A manga adaptation of the novel Ex-Arm the Novel: Deus Ex Machina, titled Ex-Arm Another Code, was serialized in Shueisha's Ultra Jump from February 19 to November 19, 2020. The two collected tankōbon volumes were released on December 18, 2020, and January 19, 2021.

==== Volumes ====

| No. | Japanese release date | Japanese ISBN |
|---|---|---|
| 1 | June 19, 2015 | 978-4-08-890215-9 |
| 2 | September 18, 2015 | 978-4-08-890286-9 |
| 3 | December 18, 2015 | 978-4-08-890335-4 |
| 4 | April 19, 2016 | 978-4-08-890403-0 |
| 5 | August 19, 2016 | 978-4-08-890472-6 |
| 6 | November 18, 2016 | 978-4-08-890525-9 |
| 7 | April 19, 2017 | 978-4-08-890619-5 |
| 8 | July 19, 2017 | 978-4-08-890694-2 |
| 9 | December 19, 2017 | 978-4-08-890770-3 |
| 10 | April 19, 2018 | 978-4-08-891008-6 |
| 11 | August 17, 2018 | 978-4-08-891139-7 |
| 12 | December 19, 2018 | 978-4-08-891158-8 |
| 13 | April 19, 2019 | 978-4-08-891213-4 |
| 14 | August 19, 2019 | 978-4-08-891243-1 |

=== Novel ===
A novel titled Ex-Arm the Novel: Deus Ex Machina, written by Atarō Kumo, was published by Shueisha under its Jump J-Books imprint on December 19, 2018.

=== Anime ===
An anime television series adaptation was announced on the release of the manga's 12th volume on December 18, 2018. The series is produced by Visual Flight and directed by Yoshikatsu Kimura, with Tommy Morton in charge of the scripts and Sō Kimura as composer.
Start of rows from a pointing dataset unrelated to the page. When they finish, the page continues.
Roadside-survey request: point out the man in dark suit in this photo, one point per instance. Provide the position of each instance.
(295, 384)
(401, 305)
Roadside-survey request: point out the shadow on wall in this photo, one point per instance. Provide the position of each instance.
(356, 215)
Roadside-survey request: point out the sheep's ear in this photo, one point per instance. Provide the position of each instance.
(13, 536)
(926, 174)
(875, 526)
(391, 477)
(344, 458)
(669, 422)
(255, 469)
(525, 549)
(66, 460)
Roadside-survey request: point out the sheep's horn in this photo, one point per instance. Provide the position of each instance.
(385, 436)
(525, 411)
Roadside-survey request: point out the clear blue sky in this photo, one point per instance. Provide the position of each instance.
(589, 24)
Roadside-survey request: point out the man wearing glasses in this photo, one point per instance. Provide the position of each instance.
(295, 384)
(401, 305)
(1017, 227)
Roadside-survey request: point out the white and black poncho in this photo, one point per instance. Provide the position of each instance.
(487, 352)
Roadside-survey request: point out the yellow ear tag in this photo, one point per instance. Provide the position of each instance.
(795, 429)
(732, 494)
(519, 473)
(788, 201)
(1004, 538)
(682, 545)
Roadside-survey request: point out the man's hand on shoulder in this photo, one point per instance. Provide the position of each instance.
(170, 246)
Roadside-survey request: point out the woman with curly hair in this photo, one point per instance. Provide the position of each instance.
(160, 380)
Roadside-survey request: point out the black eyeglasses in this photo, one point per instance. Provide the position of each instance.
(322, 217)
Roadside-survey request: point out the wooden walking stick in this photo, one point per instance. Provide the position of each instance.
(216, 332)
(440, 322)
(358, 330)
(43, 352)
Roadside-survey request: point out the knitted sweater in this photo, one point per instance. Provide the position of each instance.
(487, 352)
The main staff of the series have no previous experience with working on anime. Originally set for a July 2020 release, the series aired from January 11 to March 29, 2021 on Tokyo MX, SUN, and BS Fuji due to the COVID-19 pandemic. The opening theme is "Rise Again" performed by AIRFLIP, while the ending theme is "Diamonds Shine" performed by Dizzy Sunfist.

==== Episodes ====

| No. | Title | Directed by | Written by | Original release date |
|---|---|---|---|---|
| 1 | "Forbidden Weapon" Transliteration: "Kindan no Heiki" (Japanese: 禁断の兵器) | Shingo Kinoshita | Tommy Morton | January 11, 2021 |
| 2 | "Day of Judgement" Transliteration: "Shinpan no Hi" (Japanese: 審判の日) | Shingo Kinoshita | Tommy Morton | January 18, 2021 |
| 3 | "Angel of Murder" Transliteration: "Satsuriku no Tenshi" (Japanese: 殺戮の天使) | Shingo Kinoshita | Tommy Morton | January 25, 2021 |
| 4 | "Inheritor of Courage" Transliteration: "Yūki Tsugu Mono" (Japanese: 勇気 継ぐ者) | Shingo Kinoshita | Tommy Morton | February 1, 2021 |
| 5 | "Red-Hot Daydream!" Transliteration: "Tokimeki Deidorīmu!" (Japanese: ときめきデイドリーム！) | Shingo Kinoshita | Tommy Morton | February 8, 2021 |
| 6 | "Ex-Arm Auction" Transliteration: "Ekusu Āmu Ōkushon" (Japanese: EX-ARMオークション) | Shingo Kinoshita | Tommy Morton | February 15, 2021 |
| 7 | "Banquet of Fire" Transliteration: "Honō no Butōkai" (Japanese: 炎の舞踏会) | Shingo Kinoshita | Natsumi Kemuyama | February 22, 2021 |
| 8 | "βeta" Transliteration: "β 〜Bēta〜" (Japanese: β 〜ベータ〜) | Shingo Kinoshita | Shintarō Shimoi Tommy Morton | March 1, 2021 |
| 9 | "Fallen Messiah" Transliteration: ""Horobi" no Kyūseishu" (Japanese: "滅び"の救世主) | Shingo Kinoshita | Tommy Morton | March 8, 2021 |
| 10 | "Genes of the Original Sin" Transliteration: "Genzai no Idenshi" (Japanese: 原罪の遺伝子) | Shingo Kinoshita | Natsumi Kemuyama | March 15, 2021 |
| 11 | "Proof of Humanity" Transliteration: "Ningen no Akashi" (Japanese: 人間の証) | Shingo Kinoshita | Shintarō Shimoi Tommy Morton | March 22, 2021 |
| 12 | "A Giant Leap" Transliteration: "Idai na Ippo" (Japanese: 偉大な一歩) | Shingo Kinoshita | Tommy Morton | March 29, 2021 |

== Reception ==
The anime was met with backlash due to the poor quality of the computer-generated imagery (CGI) animation.